I don’t know if it’s the heat or what but I just am out of it. I think life in general is just stressful and it takes a toll. I’m not going to bed when I should because of the Olympics, yes it’s a valid excuse! And I’m dragging in the morning. AND I really sucked at the BOOM BOX today.

Skill/Strength: Split Jerk
We worked on form and technique today with only pvc and the bar. Working on these things are never a bad thing. It really helps to go through the motions and really get the little things worked out. The tiniest movements are crucial to having a successful lift. Now I just need OLY shoes because Lift Big, Eat Big told me so (HINT, HINT, WINK, WINK)!

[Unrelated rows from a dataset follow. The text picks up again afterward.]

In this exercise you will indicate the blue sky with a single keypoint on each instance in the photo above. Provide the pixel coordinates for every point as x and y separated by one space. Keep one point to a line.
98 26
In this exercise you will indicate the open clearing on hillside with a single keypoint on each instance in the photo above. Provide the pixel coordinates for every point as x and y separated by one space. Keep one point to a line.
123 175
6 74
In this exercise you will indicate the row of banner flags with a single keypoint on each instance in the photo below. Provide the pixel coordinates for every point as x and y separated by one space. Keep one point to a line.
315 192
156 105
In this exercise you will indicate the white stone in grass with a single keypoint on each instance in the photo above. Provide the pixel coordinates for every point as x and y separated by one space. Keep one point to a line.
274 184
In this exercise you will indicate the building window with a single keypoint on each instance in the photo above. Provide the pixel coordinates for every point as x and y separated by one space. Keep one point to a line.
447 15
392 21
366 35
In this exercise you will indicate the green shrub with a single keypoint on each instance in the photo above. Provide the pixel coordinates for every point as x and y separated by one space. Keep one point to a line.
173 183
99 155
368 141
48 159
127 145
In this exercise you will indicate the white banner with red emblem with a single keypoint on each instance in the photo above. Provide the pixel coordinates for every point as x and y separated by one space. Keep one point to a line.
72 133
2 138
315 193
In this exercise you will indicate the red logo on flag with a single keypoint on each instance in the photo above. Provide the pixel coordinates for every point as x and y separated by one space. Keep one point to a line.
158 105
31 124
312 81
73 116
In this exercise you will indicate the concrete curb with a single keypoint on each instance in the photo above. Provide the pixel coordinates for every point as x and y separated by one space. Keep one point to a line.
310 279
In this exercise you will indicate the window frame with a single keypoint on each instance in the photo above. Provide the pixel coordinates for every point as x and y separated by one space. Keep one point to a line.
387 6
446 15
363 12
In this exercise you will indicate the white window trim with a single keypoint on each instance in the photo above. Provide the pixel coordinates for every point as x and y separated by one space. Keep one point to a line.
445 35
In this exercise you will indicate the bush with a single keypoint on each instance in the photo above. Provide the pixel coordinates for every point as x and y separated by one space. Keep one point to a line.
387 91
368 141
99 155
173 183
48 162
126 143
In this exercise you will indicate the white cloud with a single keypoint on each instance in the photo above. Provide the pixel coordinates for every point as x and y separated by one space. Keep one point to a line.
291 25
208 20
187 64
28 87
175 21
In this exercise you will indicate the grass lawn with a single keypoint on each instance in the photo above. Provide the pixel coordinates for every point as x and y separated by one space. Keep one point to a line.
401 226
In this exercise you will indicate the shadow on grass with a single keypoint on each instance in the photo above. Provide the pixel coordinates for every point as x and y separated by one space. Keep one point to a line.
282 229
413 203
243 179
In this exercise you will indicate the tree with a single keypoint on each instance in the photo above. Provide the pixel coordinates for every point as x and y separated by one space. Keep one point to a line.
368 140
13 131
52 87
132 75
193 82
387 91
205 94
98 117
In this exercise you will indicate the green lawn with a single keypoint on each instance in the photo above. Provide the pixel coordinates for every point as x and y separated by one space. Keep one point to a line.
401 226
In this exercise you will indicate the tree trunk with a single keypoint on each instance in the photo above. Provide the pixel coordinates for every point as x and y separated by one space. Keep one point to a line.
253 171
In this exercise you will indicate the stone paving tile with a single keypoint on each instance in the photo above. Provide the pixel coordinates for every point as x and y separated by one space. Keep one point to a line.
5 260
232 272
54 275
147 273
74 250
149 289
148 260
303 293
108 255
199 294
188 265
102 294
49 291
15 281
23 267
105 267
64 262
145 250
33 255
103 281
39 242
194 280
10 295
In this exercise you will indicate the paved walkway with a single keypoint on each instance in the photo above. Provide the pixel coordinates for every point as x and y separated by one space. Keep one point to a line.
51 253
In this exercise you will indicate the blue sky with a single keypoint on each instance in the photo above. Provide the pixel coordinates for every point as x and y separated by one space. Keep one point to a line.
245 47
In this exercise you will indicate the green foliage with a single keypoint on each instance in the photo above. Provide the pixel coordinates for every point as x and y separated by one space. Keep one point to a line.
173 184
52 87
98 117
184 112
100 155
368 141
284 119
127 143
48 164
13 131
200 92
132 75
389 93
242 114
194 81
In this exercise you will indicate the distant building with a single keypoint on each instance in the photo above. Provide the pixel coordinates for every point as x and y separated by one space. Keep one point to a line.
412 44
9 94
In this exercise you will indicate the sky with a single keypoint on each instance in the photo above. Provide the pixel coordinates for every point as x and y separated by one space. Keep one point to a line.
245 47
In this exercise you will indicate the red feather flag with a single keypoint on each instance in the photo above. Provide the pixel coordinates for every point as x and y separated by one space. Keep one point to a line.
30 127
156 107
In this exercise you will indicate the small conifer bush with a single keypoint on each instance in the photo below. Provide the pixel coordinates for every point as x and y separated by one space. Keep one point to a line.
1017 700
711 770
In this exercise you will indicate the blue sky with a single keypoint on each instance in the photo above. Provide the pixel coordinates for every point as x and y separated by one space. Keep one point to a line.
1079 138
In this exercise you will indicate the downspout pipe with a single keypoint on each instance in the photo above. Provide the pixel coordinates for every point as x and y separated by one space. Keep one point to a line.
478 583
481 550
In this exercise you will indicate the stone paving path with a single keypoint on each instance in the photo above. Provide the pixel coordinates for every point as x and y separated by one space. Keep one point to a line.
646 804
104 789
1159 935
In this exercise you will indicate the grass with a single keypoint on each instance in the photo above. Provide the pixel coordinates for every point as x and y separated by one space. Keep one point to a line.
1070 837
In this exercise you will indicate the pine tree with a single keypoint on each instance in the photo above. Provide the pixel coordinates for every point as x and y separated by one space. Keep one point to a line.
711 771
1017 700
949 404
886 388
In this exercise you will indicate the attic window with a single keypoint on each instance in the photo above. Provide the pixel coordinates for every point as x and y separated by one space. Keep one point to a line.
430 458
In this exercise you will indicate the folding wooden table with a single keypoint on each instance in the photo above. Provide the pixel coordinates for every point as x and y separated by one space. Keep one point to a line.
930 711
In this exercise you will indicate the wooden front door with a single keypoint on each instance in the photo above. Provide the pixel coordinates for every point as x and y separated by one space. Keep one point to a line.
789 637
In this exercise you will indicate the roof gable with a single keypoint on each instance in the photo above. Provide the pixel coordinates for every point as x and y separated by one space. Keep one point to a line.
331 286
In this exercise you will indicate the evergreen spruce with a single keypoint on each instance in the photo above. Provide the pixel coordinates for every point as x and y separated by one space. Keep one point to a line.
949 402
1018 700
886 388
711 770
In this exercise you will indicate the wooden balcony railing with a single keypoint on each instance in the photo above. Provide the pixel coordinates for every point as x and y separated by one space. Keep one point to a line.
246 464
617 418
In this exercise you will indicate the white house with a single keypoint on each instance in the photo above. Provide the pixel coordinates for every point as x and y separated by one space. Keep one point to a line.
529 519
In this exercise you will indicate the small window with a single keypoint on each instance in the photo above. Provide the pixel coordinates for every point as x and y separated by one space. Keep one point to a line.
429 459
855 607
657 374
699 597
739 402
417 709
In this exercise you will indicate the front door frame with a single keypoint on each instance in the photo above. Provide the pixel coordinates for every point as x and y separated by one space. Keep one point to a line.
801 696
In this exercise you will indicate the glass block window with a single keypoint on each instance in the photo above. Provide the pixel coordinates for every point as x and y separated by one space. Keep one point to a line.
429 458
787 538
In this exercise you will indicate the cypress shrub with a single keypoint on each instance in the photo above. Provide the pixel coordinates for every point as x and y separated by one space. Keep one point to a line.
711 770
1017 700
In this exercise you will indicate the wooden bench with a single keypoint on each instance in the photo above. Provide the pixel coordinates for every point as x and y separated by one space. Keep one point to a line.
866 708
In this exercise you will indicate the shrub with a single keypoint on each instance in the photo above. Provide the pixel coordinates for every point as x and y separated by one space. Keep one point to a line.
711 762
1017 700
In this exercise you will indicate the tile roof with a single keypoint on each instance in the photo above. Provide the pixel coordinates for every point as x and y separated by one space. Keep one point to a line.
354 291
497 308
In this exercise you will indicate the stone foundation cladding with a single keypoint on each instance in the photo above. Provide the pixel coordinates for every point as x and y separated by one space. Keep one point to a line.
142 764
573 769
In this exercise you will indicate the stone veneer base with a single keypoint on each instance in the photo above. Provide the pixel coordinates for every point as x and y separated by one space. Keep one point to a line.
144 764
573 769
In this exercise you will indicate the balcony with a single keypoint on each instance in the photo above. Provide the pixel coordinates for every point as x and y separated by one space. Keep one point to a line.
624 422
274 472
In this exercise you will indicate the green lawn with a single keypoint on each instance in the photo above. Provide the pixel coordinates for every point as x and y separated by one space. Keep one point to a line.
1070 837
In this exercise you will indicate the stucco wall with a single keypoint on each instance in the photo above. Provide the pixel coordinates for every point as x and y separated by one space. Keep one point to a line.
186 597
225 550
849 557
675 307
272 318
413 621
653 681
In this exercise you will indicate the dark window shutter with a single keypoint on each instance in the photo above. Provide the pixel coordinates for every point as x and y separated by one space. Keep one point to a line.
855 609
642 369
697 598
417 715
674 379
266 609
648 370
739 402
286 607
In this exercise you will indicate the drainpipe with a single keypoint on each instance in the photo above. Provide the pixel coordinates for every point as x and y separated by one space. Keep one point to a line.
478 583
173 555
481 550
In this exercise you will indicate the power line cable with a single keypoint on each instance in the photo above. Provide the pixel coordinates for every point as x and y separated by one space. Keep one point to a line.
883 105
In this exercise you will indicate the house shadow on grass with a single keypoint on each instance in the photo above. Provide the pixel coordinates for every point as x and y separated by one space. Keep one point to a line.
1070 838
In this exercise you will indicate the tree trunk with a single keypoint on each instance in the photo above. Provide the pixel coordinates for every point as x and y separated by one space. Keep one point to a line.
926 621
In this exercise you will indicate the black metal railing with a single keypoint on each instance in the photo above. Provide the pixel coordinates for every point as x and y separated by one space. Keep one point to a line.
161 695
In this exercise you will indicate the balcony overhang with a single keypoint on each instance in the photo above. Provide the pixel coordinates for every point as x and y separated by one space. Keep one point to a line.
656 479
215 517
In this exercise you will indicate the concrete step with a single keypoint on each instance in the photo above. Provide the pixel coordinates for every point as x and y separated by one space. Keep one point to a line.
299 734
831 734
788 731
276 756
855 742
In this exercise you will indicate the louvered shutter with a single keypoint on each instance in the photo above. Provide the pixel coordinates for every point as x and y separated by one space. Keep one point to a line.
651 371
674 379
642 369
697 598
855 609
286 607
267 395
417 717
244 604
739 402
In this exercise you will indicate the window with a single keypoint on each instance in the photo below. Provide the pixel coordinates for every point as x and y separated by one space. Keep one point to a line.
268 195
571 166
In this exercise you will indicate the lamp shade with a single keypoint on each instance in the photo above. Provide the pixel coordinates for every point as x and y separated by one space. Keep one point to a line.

MetCon: 10 rounds of 12 lunges, 6 burpees
1. My legs are smoked from sprints and Death by Front Squats
2. I’m tired
3. The burpees were not the normal, fall to ground, get up, jump up and clap hands over head. Instead it was fall to ground, get up and jump up on bumper plate. I didn’t think this was any big deal but for some reason I let it get to me mentally.
4. I sucked
5. Time 9:59, Thank goodness I made it under 10 minutes.

That’s it in a nutshell. I hate being Debbie Downer but it’s how I feel today. I can fake it till I make it and I think I am doing JUST that by getting my butt up at 4:30 am! I just need to feel less blah. I’m thinking it’s just a phase, because I recall a few months ago I was sounding pretty much the same. Then I started feeling super awesome and now I’m back to not feeling as super. SIGH! I’m hoping you faithful readers stick with me and don’t get burned out on my crybaby self.

Keep your heads up (yes that’s for me) and keep on keepin’ on. BE AWESOME!

(NOTE: I’ve made a similar statement before but I figure I need to make it every now and then so you all don’t think I’m a more of a loonball than I already am. Yes these are petty things I whine about compared to what goes on in the whole universe and I know I’m fortunate that I have good health and a great family, job, etc. I am not ungrateful for the things I am blessed with. In turn I know we all have these feelings when living under our own rocks. I just express them openly. Please know this is an outlet and inside peek to my life. Hopefully relatable to some as well. Heheh maybe more than a peek sometimes. And you don’t really want to know what goes on in my world. Maybe some of you do, but I’m not here to share all my stories!)